EU-Bioquote für die Landwirtschaft : Brüssel überholt Berlin
Die EU will eine Bioquote von 25 Prozent der Ackerfläche. Aus Berlin kommt in Sachen ökologischer Landwirtschaft seit Jahren…nichts.
Foto: Philipp Schulze/dpa
B itte, lass es bald vorbei sein.
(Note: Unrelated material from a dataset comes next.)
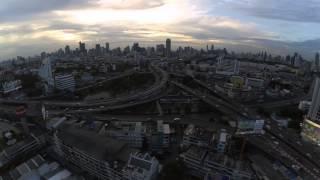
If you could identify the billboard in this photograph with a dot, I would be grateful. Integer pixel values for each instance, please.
(311, 131)
(250, 126)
Lange 16 Jahre blockiert die Union nun schon das Landwirtschaftsministerium, nutzt es als Abstellgleis für alte Männer oder Quotenlieferant für junge Frauen.
Keiner und keine von ihnen hatten jemals diejenigen im Blick, die ihrem Ministerium den Namen gaben: weder Verbraucher:innen noch Landwirt:innen und erst recht nicht gesunde Böden, Artenvielfalt und stabiles Klima – Voraussetzung für eine erfolgreiche Landwirtschaft.
Wenn etwas fortschrittlich ist in Sachen Landwirtschafts- und Ernährungspolitik, dann kommt es seit Jahren sicher aus Brüssel; vom Parlament, von der Kommission oder aus Ländern, in denen die Industrie weniger Einfluss auf den Agrarsektor hat, wie jetzt die in Aussicht stehende Bioquote von 25 Prozent der Ackerfläche.
Wenn sie kommt und zusammen mit den anderen Maßnahmen des europäischen Green Deal wie etwa die Strategie zur Biodiversität wirkungsvoll umgesetzt wird, verbessert sich etwas auf dem Land. Von den 16 Jahren Seehofer, Aigner, Friedrich, Schmidt und Klöckner haben hingegen ausschließlich die Chemie-, Lebensmittel- und Maschinenbauindustrie profitiert.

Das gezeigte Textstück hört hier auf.